A man had already been convicted of the crime. He spent thirty-nine years behind bars before his release in 2017, walking free into the spotlight of vindication with a twenty-one million dollar settlement for what the courts called “wrongful imprisonment.”
To some, he became a symbol of injustice corrected. To Shelley, however, he was something more menacing: either a guilty man unshackled or the living proof that Rhonda and Donnie’s real killer still walks among us.
The case spirals outward in confounding directions—hero cops, controversial exonerations, the deafening roar of media praise for the man released. Lost in that noise, though, are the voices we should have never forgotten: Rhonda and Donnie. Their names, their faces, their memories have been buried beneath legal arguments and headlines that glorify everything but them.
And so Shelley asked me to tell their story. Not the story of the exonerated, not the self-anointed heroes—but of Rhonda and Donnie, whose lives ended too soon and whose absence has carved wounds into everyone who loved them.
I agreed, though the weight of it terrified me. Journalism teaches objectivity, the steady hand, the exacting eye; but who can remain neutral when confronted with the fingernail torn from a young woman in her final struggle, or the unbearable image of a boy gasping beneath the hand of someone he knew?

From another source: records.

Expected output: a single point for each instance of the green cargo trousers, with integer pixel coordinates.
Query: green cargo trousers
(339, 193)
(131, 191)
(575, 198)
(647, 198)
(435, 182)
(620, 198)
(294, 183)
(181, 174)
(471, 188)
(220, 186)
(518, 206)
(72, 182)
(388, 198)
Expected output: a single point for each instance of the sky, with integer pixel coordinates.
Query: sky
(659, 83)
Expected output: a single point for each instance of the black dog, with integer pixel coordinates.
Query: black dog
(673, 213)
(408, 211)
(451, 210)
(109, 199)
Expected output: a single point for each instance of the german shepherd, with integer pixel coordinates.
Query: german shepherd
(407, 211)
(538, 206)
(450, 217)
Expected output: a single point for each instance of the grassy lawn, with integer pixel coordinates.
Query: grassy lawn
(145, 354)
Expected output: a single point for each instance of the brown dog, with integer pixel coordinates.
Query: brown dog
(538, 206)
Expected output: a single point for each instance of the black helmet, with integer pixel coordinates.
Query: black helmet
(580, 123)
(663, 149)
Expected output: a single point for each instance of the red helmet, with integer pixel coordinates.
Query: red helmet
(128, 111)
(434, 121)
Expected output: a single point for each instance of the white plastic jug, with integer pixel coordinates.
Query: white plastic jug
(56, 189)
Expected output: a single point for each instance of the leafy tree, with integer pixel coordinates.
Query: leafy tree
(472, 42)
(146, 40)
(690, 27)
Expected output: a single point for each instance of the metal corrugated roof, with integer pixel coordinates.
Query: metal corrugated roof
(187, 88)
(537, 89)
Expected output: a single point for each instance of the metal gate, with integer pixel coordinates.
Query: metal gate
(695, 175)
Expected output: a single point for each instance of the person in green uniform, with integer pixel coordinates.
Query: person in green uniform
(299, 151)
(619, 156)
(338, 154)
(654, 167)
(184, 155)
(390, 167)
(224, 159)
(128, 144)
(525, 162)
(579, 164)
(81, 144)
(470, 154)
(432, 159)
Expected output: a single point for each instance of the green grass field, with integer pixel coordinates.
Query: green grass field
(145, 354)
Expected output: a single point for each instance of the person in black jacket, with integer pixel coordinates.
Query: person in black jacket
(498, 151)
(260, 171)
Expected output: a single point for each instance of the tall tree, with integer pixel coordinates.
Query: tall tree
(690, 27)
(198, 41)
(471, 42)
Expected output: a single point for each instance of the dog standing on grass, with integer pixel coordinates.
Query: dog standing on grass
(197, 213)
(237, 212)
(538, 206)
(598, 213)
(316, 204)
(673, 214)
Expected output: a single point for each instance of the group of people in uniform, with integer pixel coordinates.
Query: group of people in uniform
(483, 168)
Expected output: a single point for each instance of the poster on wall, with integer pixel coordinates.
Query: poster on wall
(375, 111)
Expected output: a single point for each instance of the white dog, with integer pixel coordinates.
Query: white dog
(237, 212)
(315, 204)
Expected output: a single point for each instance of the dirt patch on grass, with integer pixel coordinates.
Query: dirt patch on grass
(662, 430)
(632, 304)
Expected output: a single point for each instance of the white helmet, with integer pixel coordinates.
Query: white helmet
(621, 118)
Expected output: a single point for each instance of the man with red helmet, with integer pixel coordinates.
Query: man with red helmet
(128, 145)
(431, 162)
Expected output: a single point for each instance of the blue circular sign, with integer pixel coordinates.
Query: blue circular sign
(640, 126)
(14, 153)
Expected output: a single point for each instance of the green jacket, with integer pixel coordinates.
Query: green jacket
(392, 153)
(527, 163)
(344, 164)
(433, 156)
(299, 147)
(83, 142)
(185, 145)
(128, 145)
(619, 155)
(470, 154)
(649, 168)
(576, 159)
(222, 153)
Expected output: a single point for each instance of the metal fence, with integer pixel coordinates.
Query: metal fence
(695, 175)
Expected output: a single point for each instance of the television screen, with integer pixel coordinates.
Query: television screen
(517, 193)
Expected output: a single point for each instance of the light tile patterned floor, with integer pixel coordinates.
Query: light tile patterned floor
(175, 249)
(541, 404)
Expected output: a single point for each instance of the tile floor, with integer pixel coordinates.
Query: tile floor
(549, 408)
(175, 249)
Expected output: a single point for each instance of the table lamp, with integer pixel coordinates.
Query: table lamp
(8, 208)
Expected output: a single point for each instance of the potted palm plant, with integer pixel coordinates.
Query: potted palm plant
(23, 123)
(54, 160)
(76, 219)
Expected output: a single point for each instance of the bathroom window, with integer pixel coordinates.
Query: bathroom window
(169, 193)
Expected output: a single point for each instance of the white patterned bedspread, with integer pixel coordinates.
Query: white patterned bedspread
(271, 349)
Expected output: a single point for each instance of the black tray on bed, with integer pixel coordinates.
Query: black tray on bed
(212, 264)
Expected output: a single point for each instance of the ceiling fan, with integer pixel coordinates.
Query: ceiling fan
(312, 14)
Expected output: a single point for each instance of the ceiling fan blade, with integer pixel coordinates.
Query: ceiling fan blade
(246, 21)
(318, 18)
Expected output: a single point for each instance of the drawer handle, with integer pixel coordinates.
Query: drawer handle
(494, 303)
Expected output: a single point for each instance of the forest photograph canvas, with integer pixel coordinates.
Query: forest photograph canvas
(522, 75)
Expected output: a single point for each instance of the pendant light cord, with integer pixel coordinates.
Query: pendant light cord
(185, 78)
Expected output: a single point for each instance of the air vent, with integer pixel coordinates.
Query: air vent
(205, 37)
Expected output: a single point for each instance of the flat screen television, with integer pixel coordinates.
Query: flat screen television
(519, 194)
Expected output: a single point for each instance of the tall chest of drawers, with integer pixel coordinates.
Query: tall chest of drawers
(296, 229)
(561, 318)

Still, I went. Rain dripping from the pines, mud clinging to their stone until I brushed it clean with my palm. I stood before Rhonda and Donnie and did the only thing I could—I spoke to them. I introduced myself as though they could hear, explained that I carried Shelley’s faith in me, confessed my dread at the enormity of what lay ahead. “Guide me,” I whispered. “I cannot do this without you.”
When I left, I carried no comfort, only a fierce clarity. At home, when I spread before me the photographs Shelley had entrusted—images of a smiling young woman and her golden-haired boy—I understood the true assignment. Not merely to retell the grotesque facts of one night in 1978, but to breathe back into history what was stolen: their humanity. In that moment, the work began; chapters unfolded, voices emerged, and yet one haunting question remained unresolved, crushing in its simplicity:
If the man convicted is innocent, then who killed Rhonda and Donnie? And why does no one still seek him?
I often wonder what they might have become. Rhonda—a radiant college student whose resilience hinted at a bright and determined future. Donnie—a four-year-old with blue eyes and the kind of grin that convinces you the world is still good. Their potential, obliterated. Their legacy, distorted by a system that celebrates warriors of justice while discarding its most fragile victims.
The truth is, the killer did more than end their lives. He severed timelines, destroyed possibilities, and set off shockwaves that will reverberate through their family, their community, and now through me—until their story is finally told.